Der Campingplatz spiele in der Planung für die nächsten Jahre keine Rolle mehr, erinnerte Daiber an die Beschlusslage im Gemeinderat. Den "Rumpf-Campingplatz" könnte man allenfalls nach Osten in den Bereich hinein erweitern, den die Gemeinde vom Bund erworben habe - nach Westen hingegen nicht. Denn dort sei der große Parkplatz für die Besucher des Chiemsees. Und diese Stellplätze seien unentbehrlich. Mit einer Erweiterung allein nach Osten könnte man laut Daiber "vielleicht an die 70 Stellplätze" erreichen. Für einen Campingplatz, der sich wirtschaftlich trägt, seien jedoch 150 Stellplätze vonnöten.

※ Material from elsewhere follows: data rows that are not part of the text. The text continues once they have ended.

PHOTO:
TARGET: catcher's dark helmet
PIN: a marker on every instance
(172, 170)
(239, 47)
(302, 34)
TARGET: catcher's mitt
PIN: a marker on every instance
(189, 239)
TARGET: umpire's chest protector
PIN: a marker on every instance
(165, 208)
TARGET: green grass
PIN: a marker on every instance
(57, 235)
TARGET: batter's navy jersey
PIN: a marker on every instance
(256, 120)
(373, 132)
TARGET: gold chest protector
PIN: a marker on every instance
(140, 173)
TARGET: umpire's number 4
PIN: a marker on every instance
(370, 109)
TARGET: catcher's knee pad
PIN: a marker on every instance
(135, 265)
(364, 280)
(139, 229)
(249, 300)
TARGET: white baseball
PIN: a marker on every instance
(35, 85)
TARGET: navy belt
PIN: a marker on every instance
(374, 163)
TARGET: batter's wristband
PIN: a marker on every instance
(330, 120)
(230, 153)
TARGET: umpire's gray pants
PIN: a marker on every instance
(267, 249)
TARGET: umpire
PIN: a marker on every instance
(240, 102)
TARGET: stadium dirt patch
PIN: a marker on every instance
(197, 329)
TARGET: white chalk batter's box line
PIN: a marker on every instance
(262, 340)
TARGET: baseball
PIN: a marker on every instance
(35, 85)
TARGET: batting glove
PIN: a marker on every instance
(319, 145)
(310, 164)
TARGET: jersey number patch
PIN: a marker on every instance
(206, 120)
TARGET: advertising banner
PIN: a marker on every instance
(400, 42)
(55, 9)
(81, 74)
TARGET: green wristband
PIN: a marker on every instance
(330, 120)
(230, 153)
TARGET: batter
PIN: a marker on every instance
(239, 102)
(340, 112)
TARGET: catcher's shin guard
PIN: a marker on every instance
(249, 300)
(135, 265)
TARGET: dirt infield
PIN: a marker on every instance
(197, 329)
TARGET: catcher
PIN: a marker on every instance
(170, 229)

Der Bürgermeister sah die Gemeinde außerstande, selbst die Initiative zu ergreifen. Denn um einen modernen, guten Campingplatz mit eben 150 Stellplätzen zu schaffen, seien Investitionen in einer Größenordnung von 1,5 bis zwei Millionen Euro nötig - und dieses Geld habe die Kommune nicht. Der Rathauschef hoffte, dass private Investoren auf den Plan treten.

"Unerträglicher Zustand"

Neben dem Campingplatz kamen viele weitere Themen in der Diskussion in der Bürgerversammlung zur Sprache - etwa auch die Hunde in Bernau. So meinte Klaus Praßberger, dass ihre Zahl in der Ortschaft zunehme - mit der Folge, dass auch immer mehr Kot zu finden sei. Praßberger sprach von einem "langsam unerträglichen Zustand". Seine Forderung: Die Hundehalter seien zu verpflichten, dass sie ihre Vierbeiner an die Leine nehmen. Dann kommen sie laut Praßberger nicht mehr umhin, auch die Hinterlassenschaften ihrer Tiere nicht nur zu entdecken, sondern sie dann hoffentlich auch zu entsorgen.

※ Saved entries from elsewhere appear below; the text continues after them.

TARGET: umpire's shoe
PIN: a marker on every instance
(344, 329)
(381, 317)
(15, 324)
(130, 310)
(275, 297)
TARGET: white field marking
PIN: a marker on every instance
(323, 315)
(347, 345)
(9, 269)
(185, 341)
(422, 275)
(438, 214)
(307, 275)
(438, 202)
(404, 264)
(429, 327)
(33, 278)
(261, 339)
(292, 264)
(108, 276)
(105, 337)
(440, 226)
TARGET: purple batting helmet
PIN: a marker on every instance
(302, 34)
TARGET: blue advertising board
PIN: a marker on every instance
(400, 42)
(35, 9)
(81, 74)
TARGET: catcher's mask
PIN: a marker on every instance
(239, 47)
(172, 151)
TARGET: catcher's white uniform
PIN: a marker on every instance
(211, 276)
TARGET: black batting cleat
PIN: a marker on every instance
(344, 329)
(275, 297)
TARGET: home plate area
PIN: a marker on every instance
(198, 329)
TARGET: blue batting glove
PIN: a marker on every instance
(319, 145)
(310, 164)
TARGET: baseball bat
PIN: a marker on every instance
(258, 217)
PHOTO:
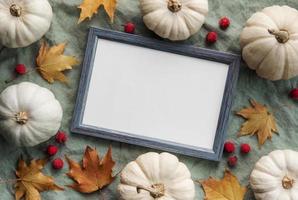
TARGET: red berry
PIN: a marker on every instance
(21, 69)
(232, 161)
(224, 23)
(129, 27)
(61, 137)
(294, 94)
(57, 163)
(52, 150)
(211, 37)
(229, 147)
(245, 148)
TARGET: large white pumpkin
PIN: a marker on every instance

Dr. Gernot Kattinger meinte, dass "80 bis 90 Prozent" der Hundehalter vernünftig seien, ihre Tiere anleinen und auch deren Kot mitnehmen. "Es gibt aber leider immer wieder Unbelehrbare." Er zeigte kein Verständnis, dass die Schilder abmontiert worden seien, die die Hundehalter in Bernau - sowie auch jene aus Rottau und Grassau, die in den Ort kommen - auffordern, ihre Vierbeiner nicht frei herumlaufen und keinen Kot liegenzulassen.

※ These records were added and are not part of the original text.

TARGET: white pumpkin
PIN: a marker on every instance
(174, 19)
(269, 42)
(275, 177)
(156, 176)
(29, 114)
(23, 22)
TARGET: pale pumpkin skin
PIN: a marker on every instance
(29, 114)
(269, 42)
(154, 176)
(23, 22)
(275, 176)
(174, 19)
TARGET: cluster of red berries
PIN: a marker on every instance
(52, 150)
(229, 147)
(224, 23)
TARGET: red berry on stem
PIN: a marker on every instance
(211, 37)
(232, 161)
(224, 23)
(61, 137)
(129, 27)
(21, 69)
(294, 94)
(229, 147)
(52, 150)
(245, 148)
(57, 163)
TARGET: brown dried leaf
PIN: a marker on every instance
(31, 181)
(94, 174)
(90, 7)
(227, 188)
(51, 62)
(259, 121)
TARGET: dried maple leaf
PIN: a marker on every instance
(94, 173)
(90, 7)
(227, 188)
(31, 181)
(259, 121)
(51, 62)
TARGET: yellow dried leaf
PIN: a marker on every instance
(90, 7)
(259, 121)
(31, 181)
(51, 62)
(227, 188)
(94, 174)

Eine generelle Anleinpflicht einzuführen "geht nicht", sagte Daiber. Denn in diesem Fall müsste die Gemeinde einen großen Platz ausweisen und den Hundehaltern anbieten, ihn mit ihren Tieren zum Auslaufen zu nutzen - wozu sie jedoch nicht in der Lage sei. Weiter betonte der Rathauschef, dass die Gemeinde die Schilder keineswegs entfernt habe. Vielmehr seien sie offensichtlich von Unbekannten "mutwillig" abmontiert worden. Die Kommune werde die Hinweistafeln wieder aufstellen.

"Messerscharfe Kanten"

Zur Sprache kamen auch die Radwege. Susanne Pfliegl kritisierte, dass sich die Gemeinde neuerdings selbst als "Radlerparadies" bezeichne. In Wirklichkeit seien auf den Wegen jedoch oft alles andere als paradiesische Zustände gegeben. Anzutreffen seien, was auch Lothar Obermaier bemängelte, hohe Bordsteinkanten - "messerscharfe Kanten". Pfliegl: "Mit einem guten Radl braucht man in Bernau nicht radfahren." Daiber räumte ein, dass da und dort Handlungsbedarf bestehe. Für einige Wege und Straßen in Bernau sei jedoch nicht die Gemeinde, sondern vielmehr der Landkreis zuständig (weitere Berichte über die Bürgerversammlung folgen).